В этом ответе Тимосфена как в капле воды отразились все те типичные для всадников взгляды, которые Аристон уже не пытался оспаривать. Аристократы вроде Тимосфена преумножали свои состояния, владея землей, мастерскими, рудниками, кораблями, рабами, и никогда не опускались до столь недостойного и неблагородного занятия, как работа. Даже управление их собственностью передоверялось ими другим. Точно так же как стратег Никий сколотил себе целое состояние, одалживая тысячу своих рабов владельцам се– ребряных рудников и при этом ни разу в жизни не побывав ни на одном из них, так и благородный Тимосфен жил в довольстве и роскоши на те деньги, что он получал от других за пользование его собственностью, ни в малейшей степени не утруждая себя размышлениями о том, как, каким образом и за счет чего работают его мастерские. В сущности, для него все его богатство заключалось в длинных рядах цифр на листе пергамента, время от времени присылаемых мастерами и управляющими ему на дом, ибо за все два года знакомства со своим приемным отцом Аристон ни разу не видел, чтобы Тимосфен лично посетил сами мастерские.
Ибо проявить слишком явный к ним интерес значило унизить свое достоинство всадника. Это пахло торгашеством, меркантильностью, жадностью – словом, дало бы повод его высокорожденным друзьям презирать его.
«Но я-то, по крайней мере, не всадник, – мрачно подумал Аристон. – И поскольку я метек, никто не сможет смотреть на меня свысока из-за того, что я занимаюсь ремеслом или торговлей. Это единственная дорога, открытая для нас. Так что в моих интересах разузнать, как у Орхомена это получается».

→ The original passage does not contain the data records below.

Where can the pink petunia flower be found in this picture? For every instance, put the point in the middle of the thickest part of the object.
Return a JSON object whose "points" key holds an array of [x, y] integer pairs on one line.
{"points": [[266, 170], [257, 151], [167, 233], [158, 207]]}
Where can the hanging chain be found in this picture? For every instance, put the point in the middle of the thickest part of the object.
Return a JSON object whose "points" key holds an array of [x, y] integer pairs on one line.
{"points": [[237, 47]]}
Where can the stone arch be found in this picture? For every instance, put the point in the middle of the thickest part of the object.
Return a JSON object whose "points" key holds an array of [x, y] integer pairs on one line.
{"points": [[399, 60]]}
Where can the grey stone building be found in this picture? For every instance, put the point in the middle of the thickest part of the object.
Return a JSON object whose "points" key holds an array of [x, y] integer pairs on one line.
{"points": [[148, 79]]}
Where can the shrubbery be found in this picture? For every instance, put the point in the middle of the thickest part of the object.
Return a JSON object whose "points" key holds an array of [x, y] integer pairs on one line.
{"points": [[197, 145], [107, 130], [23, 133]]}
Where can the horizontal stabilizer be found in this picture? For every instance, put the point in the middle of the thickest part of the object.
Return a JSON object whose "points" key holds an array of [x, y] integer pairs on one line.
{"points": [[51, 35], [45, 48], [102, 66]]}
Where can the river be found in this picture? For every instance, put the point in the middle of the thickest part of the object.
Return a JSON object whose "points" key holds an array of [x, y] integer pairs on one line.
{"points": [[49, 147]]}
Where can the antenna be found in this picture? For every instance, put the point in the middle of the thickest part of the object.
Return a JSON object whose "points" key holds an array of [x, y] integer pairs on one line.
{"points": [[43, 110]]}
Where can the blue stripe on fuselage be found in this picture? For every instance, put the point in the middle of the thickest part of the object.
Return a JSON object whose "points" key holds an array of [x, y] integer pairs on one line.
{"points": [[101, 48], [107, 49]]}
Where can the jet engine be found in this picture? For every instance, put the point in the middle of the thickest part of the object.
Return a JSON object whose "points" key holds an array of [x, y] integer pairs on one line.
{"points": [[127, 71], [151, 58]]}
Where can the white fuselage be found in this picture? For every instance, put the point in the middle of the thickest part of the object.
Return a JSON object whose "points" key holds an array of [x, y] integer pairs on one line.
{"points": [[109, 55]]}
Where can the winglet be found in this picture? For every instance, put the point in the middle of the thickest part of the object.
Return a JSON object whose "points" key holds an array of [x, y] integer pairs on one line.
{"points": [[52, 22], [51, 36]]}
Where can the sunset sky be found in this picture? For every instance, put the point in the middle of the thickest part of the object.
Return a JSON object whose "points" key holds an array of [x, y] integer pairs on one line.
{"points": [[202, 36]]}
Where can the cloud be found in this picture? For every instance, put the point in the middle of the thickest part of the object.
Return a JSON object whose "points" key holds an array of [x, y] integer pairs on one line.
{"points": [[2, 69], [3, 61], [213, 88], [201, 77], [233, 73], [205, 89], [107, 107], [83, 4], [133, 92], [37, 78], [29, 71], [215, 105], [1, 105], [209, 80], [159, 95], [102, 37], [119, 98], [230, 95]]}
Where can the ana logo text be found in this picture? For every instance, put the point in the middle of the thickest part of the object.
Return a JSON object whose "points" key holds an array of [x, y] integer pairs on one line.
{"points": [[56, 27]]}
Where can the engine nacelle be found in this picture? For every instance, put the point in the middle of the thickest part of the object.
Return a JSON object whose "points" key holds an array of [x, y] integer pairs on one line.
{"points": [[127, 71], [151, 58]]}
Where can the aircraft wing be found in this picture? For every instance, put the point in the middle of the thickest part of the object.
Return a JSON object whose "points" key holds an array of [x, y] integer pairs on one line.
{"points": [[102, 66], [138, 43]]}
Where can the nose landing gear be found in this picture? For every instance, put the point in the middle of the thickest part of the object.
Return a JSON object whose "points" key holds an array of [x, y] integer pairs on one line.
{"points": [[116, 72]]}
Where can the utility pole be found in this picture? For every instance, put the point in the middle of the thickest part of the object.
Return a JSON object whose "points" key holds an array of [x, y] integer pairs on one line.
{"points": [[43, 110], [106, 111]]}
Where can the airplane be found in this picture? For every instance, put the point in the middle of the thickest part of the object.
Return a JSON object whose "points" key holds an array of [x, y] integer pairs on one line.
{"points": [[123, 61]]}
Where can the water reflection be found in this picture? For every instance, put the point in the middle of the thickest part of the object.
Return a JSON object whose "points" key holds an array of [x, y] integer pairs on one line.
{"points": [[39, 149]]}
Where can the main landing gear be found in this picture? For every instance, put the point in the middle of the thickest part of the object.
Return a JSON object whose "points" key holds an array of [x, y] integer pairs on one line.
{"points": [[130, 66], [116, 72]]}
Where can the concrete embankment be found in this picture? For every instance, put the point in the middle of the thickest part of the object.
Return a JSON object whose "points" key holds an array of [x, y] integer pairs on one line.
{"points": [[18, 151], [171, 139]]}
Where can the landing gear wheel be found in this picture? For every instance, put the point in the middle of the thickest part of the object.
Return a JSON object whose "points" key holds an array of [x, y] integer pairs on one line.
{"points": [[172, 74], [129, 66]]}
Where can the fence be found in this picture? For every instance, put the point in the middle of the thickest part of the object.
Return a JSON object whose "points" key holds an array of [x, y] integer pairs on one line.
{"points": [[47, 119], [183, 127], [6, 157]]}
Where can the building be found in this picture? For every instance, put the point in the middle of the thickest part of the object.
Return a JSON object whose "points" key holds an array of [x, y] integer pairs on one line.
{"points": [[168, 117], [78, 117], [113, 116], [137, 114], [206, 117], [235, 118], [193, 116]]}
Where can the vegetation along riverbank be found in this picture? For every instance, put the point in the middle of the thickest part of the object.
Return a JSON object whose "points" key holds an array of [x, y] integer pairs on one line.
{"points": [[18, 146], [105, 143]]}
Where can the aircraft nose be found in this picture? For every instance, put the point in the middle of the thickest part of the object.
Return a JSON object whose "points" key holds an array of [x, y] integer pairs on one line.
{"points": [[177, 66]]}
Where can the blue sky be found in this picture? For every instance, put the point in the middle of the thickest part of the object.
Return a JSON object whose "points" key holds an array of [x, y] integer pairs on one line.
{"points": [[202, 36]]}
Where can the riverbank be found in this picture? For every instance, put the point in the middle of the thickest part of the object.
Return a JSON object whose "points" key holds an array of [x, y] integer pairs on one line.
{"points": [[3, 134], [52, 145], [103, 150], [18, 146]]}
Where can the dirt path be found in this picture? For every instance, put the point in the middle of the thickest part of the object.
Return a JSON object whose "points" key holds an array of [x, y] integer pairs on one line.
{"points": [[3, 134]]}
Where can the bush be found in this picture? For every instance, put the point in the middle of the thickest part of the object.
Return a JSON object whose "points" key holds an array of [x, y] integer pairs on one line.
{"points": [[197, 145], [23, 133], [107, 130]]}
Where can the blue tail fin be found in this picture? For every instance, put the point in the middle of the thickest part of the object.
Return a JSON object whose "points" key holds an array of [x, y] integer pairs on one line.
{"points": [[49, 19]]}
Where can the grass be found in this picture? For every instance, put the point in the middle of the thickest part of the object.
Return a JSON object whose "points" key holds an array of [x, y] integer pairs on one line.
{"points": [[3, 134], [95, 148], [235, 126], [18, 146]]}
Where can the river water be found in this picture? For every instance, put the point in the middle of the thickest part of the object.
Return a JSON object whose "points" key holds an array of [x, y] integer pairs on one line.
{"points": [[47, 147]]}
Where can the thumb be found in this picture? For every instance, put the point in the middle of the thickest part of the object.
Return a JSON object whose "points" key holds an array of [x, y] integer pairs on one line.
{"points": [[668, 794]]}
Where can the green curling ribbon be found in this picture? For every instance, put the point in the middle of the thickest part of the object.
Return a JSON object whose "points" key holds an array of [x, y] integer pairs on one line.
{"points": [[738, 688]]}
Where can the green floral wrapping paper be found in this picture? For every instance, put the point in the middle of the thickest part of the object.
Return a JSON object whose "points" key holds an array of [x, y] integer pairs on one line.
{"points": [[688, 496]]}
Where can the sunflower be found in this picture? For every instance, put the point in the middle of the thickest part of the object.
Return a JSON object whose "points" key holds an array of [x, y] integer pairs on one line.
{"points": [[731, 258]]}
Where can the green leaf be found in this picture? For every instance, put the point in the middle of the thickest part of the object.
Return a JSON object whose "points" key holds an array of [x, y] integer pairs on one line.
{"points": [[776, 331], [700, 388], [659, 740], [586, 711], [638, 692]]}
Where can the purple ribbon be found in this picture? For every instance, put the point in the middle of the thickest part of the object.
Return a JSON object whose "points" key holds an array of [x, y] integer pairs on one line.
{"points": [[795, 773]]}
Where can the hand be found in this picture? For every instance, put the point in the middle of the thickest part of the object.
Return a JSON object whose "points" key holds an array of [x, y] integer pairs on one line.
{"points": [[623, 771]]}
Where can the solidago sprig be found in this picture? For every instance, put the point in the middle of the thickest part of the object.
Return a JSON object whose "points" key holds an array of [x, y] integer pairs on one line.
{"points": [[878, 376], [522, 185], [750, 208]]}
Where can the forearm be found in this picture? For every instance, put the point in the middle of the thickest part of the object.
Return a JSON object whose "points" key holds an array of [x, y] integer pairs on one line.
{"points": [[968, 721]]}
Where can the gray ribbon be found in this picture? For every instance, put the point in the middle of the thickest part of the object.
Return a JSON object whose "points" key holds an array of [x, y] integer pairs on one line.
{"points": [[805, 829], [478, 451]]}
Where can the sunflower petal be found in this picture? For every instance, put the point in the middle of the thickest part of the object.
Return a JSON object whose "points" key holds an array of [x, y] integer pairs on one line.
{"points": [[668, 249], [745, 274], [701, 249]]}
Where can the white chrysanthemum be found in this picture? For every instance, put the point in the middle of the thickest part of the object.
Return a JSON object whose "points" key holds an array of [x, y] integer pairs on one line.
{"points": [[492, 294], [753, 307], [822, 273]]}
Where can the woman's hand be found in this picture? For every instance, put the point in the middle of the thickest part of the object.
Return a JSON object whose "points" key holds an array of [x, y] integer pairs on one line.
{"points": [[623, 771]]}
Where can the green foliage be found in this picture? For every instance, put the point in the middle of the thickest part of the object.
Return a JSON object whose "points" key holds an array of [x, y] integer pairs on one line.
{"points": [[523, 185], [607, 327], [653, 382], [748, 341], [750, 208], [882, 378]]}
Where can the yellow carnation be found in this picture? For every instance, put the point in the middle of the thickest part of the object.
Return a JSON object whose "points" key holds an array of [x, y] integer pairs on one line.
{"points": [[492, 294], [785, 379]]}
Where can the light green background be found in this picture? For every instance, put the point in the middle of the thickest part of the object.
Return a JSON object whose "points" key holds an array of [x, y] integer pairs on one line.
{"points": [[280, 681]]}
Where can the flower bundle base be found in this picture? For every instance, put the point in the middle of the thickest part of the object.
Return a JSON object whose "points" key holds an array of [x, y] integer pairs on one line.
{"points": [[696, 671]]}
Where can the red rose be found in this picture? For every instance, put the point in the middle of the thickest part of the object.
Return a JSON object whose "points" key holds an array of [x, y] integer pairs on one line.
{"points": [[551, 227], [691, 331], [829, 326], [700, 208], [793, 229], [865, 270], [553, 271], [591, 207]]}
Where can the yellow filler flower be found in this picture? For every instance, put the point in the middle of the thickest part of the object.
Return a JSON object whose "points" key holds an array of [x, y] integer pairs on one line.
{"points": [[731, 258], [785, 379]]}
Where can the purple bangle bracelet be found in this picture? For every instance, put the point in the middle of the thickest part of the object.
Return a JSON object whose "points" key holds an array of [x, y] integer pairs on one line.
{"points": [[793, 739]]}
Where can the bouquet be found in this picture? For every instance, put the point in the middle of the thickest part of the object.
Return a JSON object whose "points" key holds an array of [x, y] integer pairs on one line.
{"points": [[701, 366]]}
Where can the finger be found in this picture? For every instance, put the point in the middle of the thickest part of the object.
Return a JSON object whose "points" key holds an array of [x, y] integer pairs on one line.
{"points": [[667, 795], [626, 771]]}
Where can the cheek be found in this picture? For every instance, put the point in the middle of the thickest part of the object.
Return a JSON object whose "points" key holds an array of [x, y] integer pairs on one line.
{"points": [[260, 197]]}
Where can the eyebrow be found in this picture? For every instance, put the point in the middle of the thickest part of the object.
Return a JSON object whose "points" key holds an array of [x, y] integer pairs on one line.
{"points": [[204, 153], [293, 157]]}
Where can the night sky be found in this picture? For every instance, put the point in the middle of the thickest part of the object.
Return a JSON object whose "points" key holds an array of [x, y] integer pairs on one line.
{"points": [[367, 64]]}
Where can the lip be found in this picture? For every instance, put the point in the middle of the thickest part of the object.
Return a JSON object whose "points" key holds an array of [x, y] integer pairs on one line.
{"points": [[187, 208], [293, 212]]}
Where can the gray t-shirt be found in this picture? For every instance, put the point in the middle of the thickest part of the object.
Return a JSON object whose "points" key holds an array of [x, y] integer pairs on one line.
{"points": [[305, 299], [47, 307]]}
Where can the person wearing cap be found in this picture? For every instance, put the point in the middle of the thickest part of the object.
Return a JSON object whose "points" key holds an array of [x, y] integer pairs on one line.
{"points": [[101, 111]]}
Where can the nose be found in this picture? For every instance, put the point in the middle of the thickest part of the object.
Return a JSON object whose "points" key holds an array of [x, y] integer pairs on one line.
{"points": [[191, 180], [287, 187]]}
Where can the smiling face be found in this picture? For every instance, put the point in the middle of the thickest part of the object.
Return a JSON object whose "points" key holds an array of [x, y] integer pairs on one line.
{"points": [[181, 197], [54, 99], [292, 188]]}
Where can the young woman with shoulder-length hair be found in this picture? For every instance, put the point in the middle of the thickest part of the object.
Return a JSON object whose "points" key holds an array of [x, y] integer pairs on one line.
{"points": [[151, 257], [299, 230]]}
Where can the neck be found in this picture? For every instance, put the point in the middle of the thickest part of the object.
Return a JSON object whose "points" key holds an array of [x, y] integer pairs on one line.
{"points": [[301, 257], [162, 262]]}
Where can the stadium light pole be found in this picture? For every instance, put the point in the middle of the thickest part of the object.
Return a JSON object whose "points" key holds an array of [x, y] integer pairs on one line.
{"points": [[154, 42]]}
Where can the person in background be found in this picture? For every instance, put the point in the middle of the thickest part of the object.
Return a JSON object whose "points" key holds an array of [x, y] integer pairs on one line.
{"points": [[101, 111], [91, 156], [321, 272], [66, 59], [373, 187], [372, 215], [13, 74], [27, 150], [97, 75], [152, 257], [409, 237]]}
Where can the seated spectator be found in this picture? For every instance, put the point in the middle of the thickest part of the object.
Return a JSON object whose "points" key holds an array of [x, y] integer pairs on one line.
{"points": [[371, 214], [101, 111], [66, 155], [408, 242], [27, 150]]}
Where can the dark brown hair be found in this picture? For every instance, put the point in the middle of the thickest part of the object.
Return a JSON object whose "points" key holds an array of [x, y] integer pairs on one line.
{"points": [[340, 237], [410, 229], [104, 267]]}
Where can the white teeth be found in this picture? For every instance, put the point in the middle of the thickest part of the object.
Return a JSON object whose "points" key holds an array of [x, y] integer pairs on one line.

Но у него ничего не вышло. Другие управляющие при одном упоминании имени спартанца как будто проглатывали языки вместе с бородами, и в их глазах появлялась враждебность. Что же касается самого Орхомена, то он легко и непринужденно уклонялся от всех вопросов, как бы дразня его. И каждый раз, когда Аристон направлялся в мастерские, его встречали на полпути, отвлекали всякими разговорами, задерживали. И тем не менее, когда он входил в мастерскую, он не мог обнаружить ничего подозрительного. Кроме, пожалуй, атмосферы. Чего-то угрожающего, мрачного, тяжелого, что буквально висело в воздухе. Но он не мог понять, что именно создавало у него подобное впечатление. Не мог, и все тут.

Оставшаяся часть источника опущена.